US employers added 130,000 jobs in January, nearly double the 70,000 economists had expected, and the unemployment rate slipped to 4.3 percent from 4.4 percent, as reported by Reuters.
The surprise reinforced the view that the US Federal Reserve can keep interest rates on hold for longer.
Markets are now pricing in a 94 percent chance the Fed will leave rates unchanged at its next meeting, up from 80 percent the previous day, according to the CME’s FedWatch tool cited by Reuters.
In that backdrop, the loonie traded 0.1 percent weaker at 1.3560 per US dollar, or 73.75 US cents, after a range of 1.3505 to 1.3618.

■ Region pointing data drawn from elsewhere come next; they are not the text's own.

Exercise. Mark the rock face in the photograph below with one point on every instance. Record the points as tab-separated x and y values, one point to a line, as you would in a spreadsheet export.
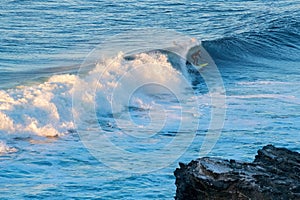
274	174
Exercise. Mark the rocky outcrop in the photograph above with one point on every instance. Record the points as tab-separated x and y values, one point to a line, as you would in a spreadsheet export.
274	174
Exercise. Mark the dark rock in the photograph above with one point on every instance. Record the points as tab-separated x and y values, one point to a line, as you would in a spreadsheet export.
274	174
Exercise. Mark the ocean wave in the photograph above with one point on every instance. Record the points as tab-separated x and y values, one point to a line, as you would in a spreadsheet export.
45	109
279	40
4	148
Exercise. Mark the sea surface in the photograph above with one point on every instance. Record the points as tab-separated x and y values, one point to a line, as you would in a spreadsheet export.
81	118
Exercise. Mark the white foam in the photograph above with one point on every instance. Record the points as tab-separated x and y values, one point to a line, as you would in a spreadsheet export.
43	109
4	148
46	109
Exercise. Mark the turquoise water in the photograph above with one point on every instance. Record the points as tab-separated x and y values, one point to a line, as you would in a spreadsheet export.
254	44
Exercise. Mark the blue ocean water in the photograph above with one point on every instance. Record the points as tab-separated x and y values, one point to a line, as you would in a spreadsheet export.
254	44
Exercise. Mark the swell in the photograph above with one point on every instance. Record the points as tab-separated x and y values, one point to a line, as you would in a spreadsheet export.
280	40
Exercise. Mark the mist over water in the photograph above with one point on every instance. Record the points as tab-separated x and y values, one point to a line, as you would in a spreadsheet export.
255	45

Kevin Ford, FX & macro strategist at Convera, said “the unexpected strength in the monthly data to start the year caught investors off guard, sparking a bounce in both the US dollar and the Treasury yield curve.”
He added that “recent downward momentum (for USD-CAD) appears effectively capped by this short-term shift in sentiment, as markets have pushed back the timeline for the Federal Reserve's next move.”

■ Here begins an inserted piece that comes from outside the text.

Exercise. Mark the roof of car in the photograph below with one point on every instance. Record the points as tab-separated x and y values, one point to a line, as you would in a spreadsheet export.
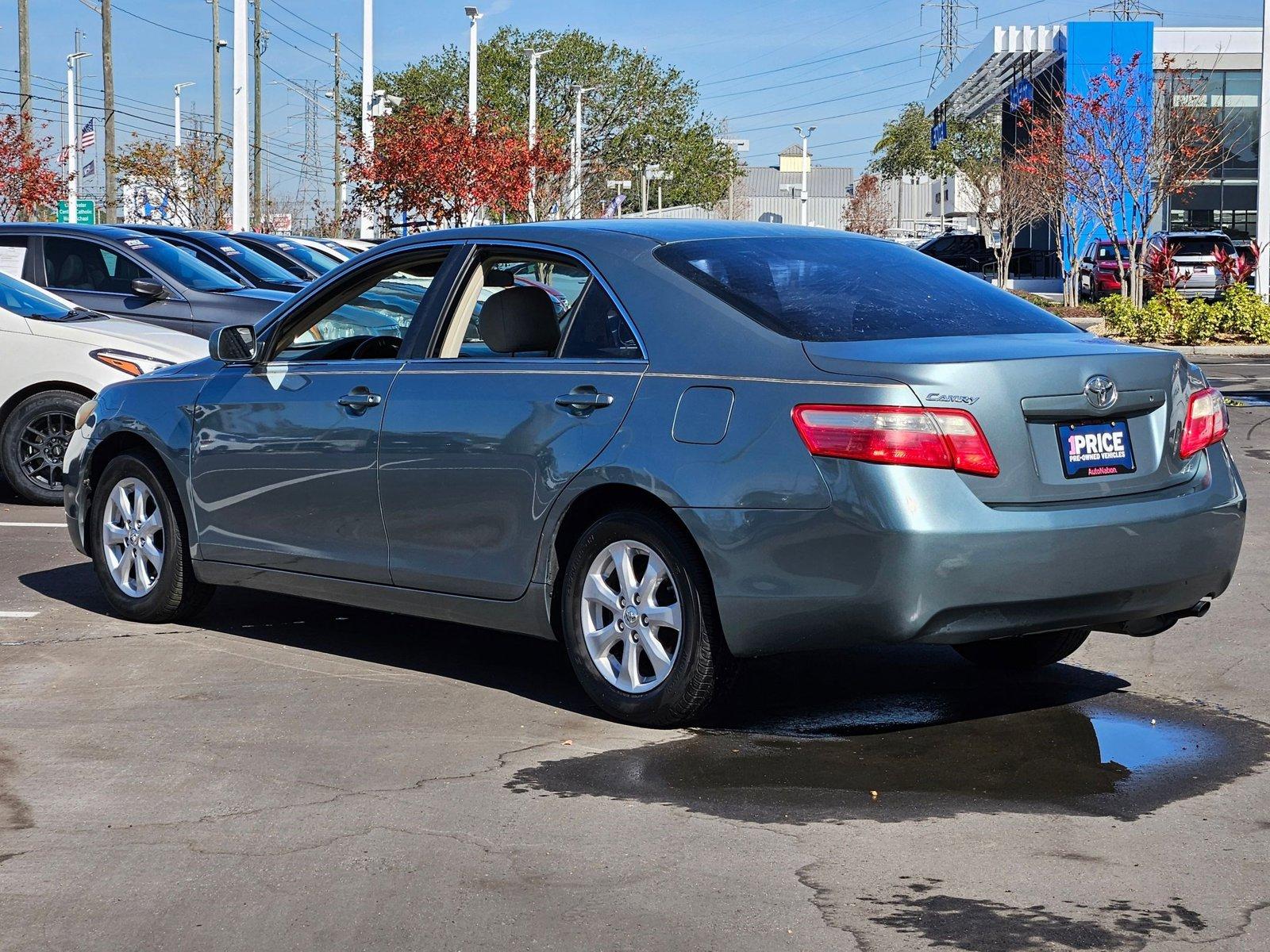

The stronger US print also underpinned the greenback more broadly.
The dollar rallied against the euro and Swiss franc as the data pointed to “underlying US economic health.”
Joel Kruger, market strategist at LMAX Group in London, said “the dollar is rallying on the back of a much stronger-than-expected jobs report and firm earnings,” noting that risk assets are also higher as the figures “trim but do not derail expectations for a June Fed cut.”
Rate expectations further out remain fluid.
Marc Chandler, chief market strategist at Bannockburn Global Forex in New York, said “there still is some skepticism towards the dollar but recognizing that the market was leading the wrong way ahead of the jobs data.”
He noted that “the market is still pricing in 50 basis points of cuts this year” and said that, if Kevin Warsh is confirmed as Fed chair on time, his first meeting in June would see the odds of a rate cut fall from 97 percent to about 70 percent.
The Bank of Canada has left its benchmark interest rate on hold, mirroring the Fed’s stance, according to Reuters.
In the summary of its January deliberations, Governing Council members said threats to the Fed’s independence had added to global “turbulence and uncertainty.”
They also pointed to this year’s scheduled review of the United States-Mexico-Canada Agreement as another potential risk, after Bloomberg reported that US President Donald Trump is privately musing about exiting the pact.
Scotiabank strategists Shaun Osborne and Eric Theoret wrote that “the president’s misgivings about the trade deal he negotiated is not exactly new news.”
Market moves elsewhere offered some offsets and signals for risk.
Oil, one of Canada’s major exports, settled 1.05 percent higher at US$64.63 a barrel as investors focused on escalating tensions between the US and Iran.
Canadian government bond yields declined across a flatter curve, with the 10-year yield down 2.4 basis points at 3.338 percent, while the spread over the equivalent US Treasury widened to 83.8 basis points in favour of the US note.